Prove the existence of a prime $p$ such that $2^p -1$ is composite, without trial and error In my discrete mathematics book under existence proofs it has 
Prove that there exists a prime $p$ such that $2^p -1$ is composite.
It then goes on to say by trial and error we find $2^{11}-1$ proves the statement 
For even numbers we have some integer $n$ is even if it is twice the product of an integer, $n = 2k$. Similarly for odd numbers $m$ is odd if $m  = 2b+1$, but how would I go about defining a prime number so that I wouldn't have to rely on trial and error to prove the above statement? 

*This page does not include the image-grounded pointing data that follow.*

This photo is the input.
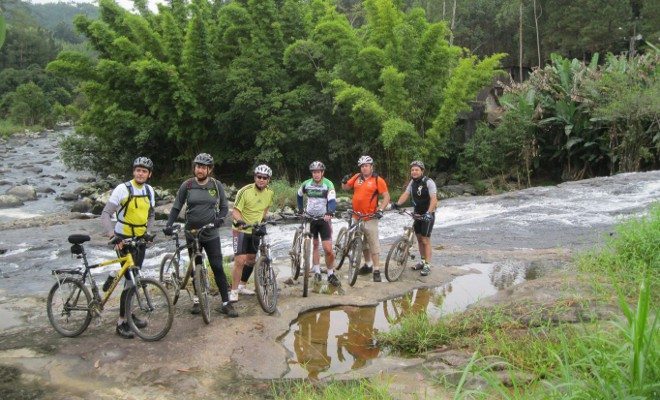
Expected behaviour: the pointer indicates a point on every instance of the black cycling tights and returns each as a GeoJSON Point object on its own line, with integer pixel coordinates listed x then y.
{"type": "Point", "coordinates": [214, 253]}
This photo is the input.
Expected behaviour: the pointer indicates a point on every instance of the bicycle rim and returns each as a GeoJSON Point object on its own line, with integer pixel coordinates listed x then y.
{"type": "Point", "coordinates": [306, 263]}
{"type": "Point", "coordinates": [295, 254]}
{"type": "Point", "coordinates": [202, 288]}
{"type": "Point", "coordinates": [266, 285]}
{"type": "Point", "coordinates": [396, 261]}
{"type": "Point", "coordinates": [340, 247]}
{"type": "Point", "coordinates": [354, 258]}
{"type": "Point", "coordinates": [149, 303]}
{"type": "Point", "coordinates": [68, 307]}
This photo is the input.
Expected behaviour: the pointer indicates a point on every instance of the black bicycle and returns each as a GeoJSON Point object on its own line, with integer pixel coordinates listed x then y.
{"type": "Point", "coordinates": [170, 270]}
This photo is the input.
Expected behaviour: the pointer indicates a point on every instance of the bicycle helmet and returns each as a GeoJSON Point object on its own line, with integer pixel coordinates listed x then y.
{"type": "Point", "coordinates": [204, 159]}
{"type": "Point", "coordinates": [263, 169]}
{"type": "Point", "coordinates": [365, 160]}
{"type": "Point", "coordinates": [143, 162]}
{"type": "Point", "coordinates": [317, 166]}
{"type": "Point", "coordinates": [417, 163]}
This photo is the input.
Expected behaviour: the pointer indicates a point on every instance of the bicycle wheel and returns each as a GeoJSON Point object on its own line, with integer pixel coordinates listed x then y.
{"type": "Point", "coordinates": [296, 248]}
{"type": "Point", "coordinates": [265, 285]}
{"type": "Point", "coordinates": [307, 244]}
{"type": "Point", "coordinates": [68, 307]}
{"type": "Point", "coordinates": [354, 258]}
{"type": "Point", "coordinates": [396, 261]}
{"type": "Point", "coordinates": [170, 275]}
{"type": "Point", "coordinates": [340, 247]}
{"type": "Point", "coordinates": [201, 280]}
{"type": "Point", "coordinates": [149, 304]}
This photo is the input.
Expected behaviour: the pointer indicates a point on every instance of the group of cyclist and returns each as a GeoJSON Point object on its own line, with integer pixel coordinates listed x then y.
{"type": "Point", "coordinates": [205, 203]}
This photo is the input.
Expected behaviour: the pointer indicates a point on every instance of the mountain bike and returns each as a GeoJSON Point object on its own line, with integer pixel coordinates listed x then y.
{"type": "Point", "coordinates": [71, 306]}
{"type": "Point", "coordinates": [349, 243]}
{"type": "Point", "coordinates": [265, 281]}
{"type": "Point", "coordinates": [397, 257]}
{"type": "Point", "coordinates": [170, 270]}
{"type": "Point", "coordinates": [301, 250]}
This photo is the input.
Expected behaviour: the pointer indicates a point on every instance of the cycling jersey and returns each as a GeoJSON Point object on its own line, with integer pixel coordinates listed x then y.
{"type": "Point", "coordinates": [321, 197]}
{"type": "Point", "coordinates": [252, 203]}
{"type": "Point", "coordinates": [135, 204]}
{"type": "Point", "coordinates": [366, 191]}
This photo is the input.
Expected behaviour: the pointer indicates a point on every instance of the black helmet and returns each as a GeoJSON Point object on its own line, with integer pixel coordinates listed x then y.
{"type": "Point", "coordinates": [417, 163]}
{"type": "Point", "coordinates": [143, 162]}
{"type": "Point", "coordinates": [204, 159]}
{"type": "Point", "coordinates": [317, 166]}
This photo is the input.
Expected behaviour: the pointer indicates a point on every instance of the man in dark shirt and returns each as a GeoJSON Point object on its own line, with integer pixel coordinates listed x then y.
{"type": "Point", "coordinates": [206, 203]}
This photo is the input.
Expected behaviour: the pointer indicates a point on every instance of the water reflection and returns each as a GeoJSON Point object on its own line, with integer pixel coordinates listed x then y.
{"type": "Point", "coordinates": [341, 339]}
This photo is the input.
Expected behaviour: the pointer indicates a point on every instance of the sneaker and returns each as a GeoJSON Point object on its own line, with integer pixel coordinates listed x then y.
{"type": "Point", "coordinates": [124, 331]}
{"type": "Point", "coordinates": [228, 310]}
{"type": "Point", "coordinates": [139, 323]}
{"type": "Point", "coordinates": [417, 266]}
{"type": "Point", "coordinates": [365, 269]}
{"type": "Point", "coordinates": [333, 280]}
{"type": "Point", "coordinates": [243, 290]}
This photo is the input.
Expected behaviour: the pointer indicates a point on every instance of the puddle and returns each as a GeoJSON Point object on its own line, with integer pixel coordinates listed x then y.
{"type": "Point", "coordinates": [340, 339]}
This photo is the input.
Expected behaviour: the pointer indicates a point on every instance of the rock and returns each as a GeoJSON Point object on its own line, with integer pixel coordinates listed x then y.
{"type": "Point", "coordinates": [45, 189]}
{"type": "Point", "coordinates": [83, 205]}
{"type": "Point", "coordinates": [9, 200]}
{"type": "Point", "coordinates": [86, 179]}
{"type": "Point", "coordinates": [23, 192]}
{"type": "Point", "coordinates": [68, 196]}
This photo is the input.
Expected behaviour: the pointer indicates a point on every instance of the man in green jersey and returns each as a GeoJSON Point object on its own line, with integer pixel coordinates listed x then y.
{"type": "Point", "coordinates": [321, 202]}
{"type": "Point", "coordinates": [250, 207]}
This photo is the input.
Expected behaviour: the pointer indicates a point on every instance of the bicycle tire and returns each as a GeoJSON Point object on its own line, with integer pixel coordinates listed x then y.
{"type": "Point", "coordinates": [70, 311]}
{"type": "Point", "coordinates": [170, 276]}
{"type": "Point", "coordinates": [396, 261]}
{"type": "Point", "coordinates": [149, 302]}
{"type": "Point", "coordinates": [296, 249]}
{"type": "Point", "coordinates": [201, 280]}
{"type": "Point", "coordinates": [354, 258]}
{"type": "Point", "coordinates": [340, 247]}
{"type": "Point", "coordinates": [265, 285]}
{"type": "Point", "coordinates": [307, 243]}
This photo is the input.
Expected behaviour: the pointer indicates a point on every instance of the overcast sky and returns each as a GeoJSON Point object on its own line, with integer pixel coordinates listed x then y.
{"type": "Point", "coordinates": [127, 4]}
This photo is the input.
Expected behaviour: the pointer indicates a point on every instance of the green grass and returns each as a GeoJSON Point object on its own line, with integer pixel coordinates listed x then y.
{"type": "Point", "coordinates": [336, 390]}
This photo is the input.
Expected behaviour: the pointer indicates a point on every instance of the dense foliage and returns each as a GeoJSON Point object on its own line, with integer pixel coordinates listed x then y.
{"type": "Point", "coordinates": [261, 80]}
{"type": "Point", "coordinates": [573, 120]}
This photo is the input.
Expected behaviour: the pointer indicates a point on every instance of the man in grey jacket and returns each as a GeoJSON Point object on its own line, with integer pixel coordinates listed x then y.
{"type": "Point", "coordinates": [206, 203]}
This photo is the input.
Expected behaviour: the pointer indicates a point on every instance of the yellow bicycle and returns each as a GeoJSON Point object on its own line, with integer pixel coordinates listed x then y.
{"type": "Point", "coordinates": [71, 306]}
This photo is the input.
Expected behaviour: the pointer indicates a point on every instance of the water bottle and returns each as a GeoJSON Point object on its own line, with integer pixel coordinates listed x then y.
{"type": "Point", "coordinates": [108, 281]}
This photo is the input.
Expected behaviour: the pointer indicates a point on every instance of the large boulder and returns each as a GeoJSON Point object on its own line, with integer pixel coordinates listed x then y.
{"type": "Point", "coordinates": [23, 192]}
{"type": "Point", "coordinates": [9, 200]}
{"type": "Point", "coordinates": [83, 205]}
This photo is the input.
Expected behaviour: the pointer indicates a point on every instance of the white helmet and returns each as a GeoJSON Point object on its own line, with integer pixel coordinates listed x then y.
{"type": "Point", "coordinates": [365, 160]}
{"type": "Point", "coordinates": [263, 169]}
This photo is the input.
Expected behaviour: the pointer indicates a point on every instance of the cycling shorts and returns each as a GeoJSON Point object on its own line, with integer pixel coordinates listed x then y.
{"type": "Point", "coordinates": [244, 243]}
{"type": "Point", "coordinates": [321, 228]}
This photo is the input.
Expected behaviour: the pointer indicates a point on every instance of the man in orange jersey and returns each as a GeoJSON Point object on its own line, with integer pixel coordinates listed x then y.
{"type": "Point", "coordinates": [367, 187]}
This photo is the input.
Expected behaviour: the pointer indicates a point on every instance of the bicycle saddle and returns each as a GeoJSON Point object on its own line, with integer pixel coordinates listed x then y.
{"type": "Point", "coordinates": [77, 239]}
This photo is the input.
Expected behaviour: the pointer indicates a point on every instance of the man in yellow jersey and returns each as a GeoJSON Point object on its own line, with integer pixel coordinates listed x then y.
{"type": "Point", "coordinates": [250, 207]}
{"type": "Point", "coordinates": [133, 204]}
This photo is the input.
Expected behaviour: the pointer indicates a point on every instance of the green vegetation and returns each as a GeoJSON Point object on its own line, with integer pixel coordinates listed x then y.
{"type": "Point", "coordinates": [592, 359]}
{"type": "Point", "coordinates": [358, 390]}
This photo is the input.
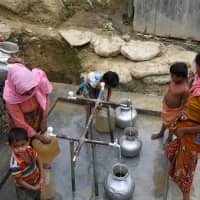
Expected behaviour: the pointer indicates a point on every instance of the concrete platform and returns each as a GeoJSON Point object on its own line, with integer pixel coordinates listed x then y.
{"type": "Point", "coordinates": [149, 169]}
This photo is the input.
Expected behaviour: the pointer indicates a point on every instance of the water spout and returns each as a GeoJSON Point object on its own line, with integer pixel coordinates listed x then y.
{"type": "Point", "coordinates": [71, 95]}
{"type": "Point", "coordinates": [115, 144]}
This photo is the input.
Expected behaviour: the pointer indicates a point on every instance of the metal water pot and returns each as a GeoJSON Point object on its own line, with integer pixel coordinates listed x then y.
{"type": "Point", "coordinates": [125, 116]}
{"type": "Point", "coordinates": [119, 184]}
{"type": "Point", "coordinates": [129, 143]}
{"type": "Point", "coordinates": [102, 123]}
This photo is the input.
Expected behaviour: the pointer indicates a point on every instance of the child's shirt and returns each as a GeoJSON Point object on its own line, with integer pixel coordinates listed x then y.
{"type": "Point", "coordinates": [195, 90]}
{"type": "Point", "coordinates": [93, 78]}
{"type": "Point", "coordinates": [29, 172]}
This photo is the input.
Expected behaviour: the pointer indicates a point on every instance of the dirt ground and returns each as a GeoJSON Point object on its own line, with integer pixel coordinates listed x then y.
{"type": "Point", "coordinates": [42, 46]}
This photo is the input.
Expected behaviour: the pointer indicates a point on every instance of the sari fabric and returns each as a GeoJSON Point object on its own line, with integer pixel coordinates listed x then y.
{"type": "Point", "coordinates": [183, 152]}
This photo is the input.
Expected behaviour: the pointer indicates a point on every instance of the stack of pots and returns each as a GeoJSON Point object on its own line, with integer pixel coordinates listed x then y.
{"type": "Point", "coordinates": [125, 115]}
{"type": "Point", "coordinates": [119, 184]}
{"type": "Point", "coordinates": [130, 143]}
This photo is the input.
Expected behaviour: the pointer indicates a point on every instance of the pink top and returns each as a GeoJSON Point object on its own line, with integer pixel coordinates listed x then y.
{"type": "Point", "coordinates": [20, 80]}
{"type": "Point", "coordinates": [17, 111]}
{"type": "Point", "coordinates": [195, 90]}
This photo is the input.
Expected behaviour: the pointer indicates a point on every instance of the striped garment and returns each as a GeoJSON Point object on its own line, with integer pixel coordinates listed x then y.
{"type": "Point", "coordinates": [29, 172]}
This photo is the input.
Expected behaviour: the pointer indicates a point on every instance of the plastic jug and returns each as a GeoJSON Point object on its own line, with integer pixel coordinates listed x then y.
{"type": "Point", "coordinates": [102, 125]}
{"type": "Point", "coordinates": [49, 191]}
{"type": "Point", "coordinates": [47, 152]}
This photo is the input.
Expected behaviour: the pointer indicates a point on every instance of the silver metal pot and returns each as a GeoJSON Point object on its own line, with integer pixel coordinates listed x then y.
{"type": "Point", "coordinates": [125, 116]}
{"type": "Point", "coordinates": [129, 143]}
{"type": "Point", "coordinates": [119, 184]}
{"type": "Point", "coordinates": [102, 125]}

How would I mathematically define its negation? 
 A: One way to prove the existence of something is to exhibit an example.  That is what your text is doing by saying $2^{11}-1$ is composite.  There are many more examples of primes $p$ such that $2^p-1$ is composite, but I don't know an easy way to prove there is one besides trial.  It is not the case that you need the "right" definition of primes to prove this.  For composites you have the theorem that if $c=ab, 2^a-1$ divides $2^c-1$.

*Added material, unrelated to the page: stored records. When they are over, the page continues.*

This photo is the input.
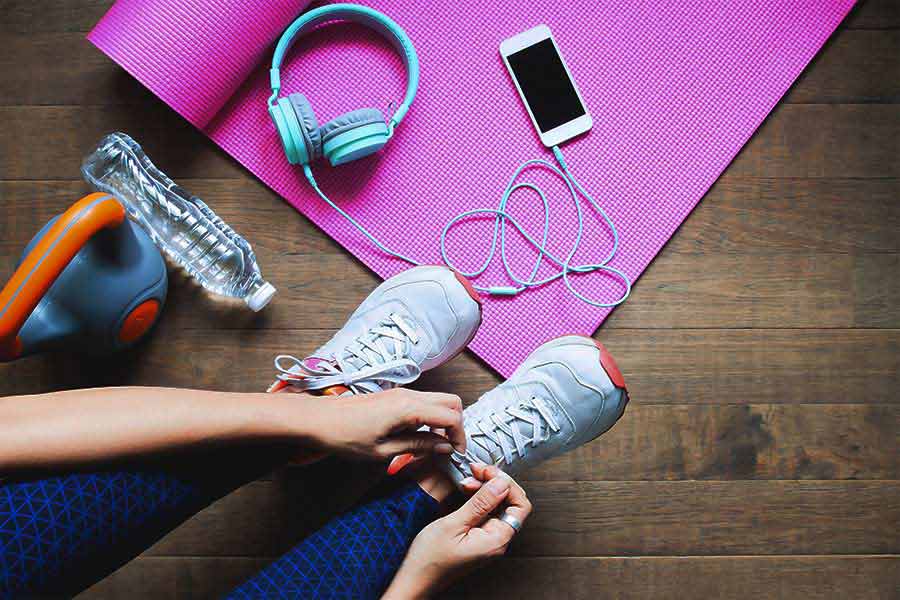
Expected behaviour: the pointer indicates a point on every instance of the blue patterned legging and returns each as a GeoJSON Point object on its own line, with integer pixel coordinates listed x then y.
{"type": "Point", "coordinates": [61, 534]}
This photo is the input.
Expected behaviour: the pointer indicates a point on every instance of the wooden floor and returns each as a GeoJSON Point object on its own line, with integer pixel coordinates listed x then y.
{"type": "Point", "coordinates": [759, 454]}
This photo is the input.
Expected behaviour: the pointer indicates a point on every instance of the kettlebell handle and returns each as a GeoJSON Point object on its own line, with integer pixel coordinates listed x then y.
{"type": "Point", "coordinates": [49, 257]}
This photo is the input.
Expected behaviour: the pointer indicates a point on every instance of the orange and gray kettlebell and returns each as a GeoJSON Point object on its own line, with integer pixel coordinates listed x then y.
{"type": "Point", "coordinates": [90, 280]}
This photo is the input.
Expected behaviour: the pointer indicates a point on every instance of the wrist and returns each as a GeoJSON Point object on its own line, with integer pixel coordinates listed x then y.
{"type": "Point", "coordinates": [287, 417]}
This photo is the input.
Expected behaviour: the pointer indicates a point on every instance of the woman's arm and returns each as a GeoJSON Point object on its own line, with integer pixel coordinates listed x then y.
{"type": "Point", "coordinates": [66, 428]}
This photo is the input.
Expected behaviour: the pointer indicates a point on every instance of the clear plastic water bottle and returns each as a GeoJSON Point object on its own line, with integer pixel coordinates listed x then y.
{"type": "Point", "coordinates": [180, 224]}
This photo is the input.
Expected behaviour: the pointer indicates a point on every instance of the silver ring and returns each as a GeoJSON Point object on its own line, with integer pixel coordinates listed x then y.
{"type": "Point", "coordinates": [511, 521]}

A: You can't define a prime number so you won't have to rely on trial and error, since there are prime numbers $p$ for which $2^p-1$ is prime. 
Well, unless you are willing to accept a definition of prime number which excludes $2$ and $3$ and $5$ and $7$ and several other numbers that are prime by the usual definition. 
A: The fact that $2^{11}-1$ is not prime is not quite an accident. Let $p$ be a prime of the form $4k+3$, and suppose that $q=2p+1$ is prime. Then $q$ is a divisor of $2^p-1$. In particular, $11$ is a prime of the form $4k+3$, and $2(11)+1$  is prime, so $23$ divides $2^{11}-1$.
We prove the general result. First note that $2$ is a quadratic residue of the prime $q$. This is because in fact $2$ is a quadratic residue of any prime of the form $8k\pm 1$, and $q$ is of the form $8k-1$. 
By Euler's Criterion, it follows that $2^p\equiv 1\pmod{q}$, that is, $q$ divides $2^p-1$. 
Note that $23$ is of the form $4k+3$ and $2(23)+1$ is prime. So we can also conclude that $47$ divides the Mersenne number $2^{23}-1$.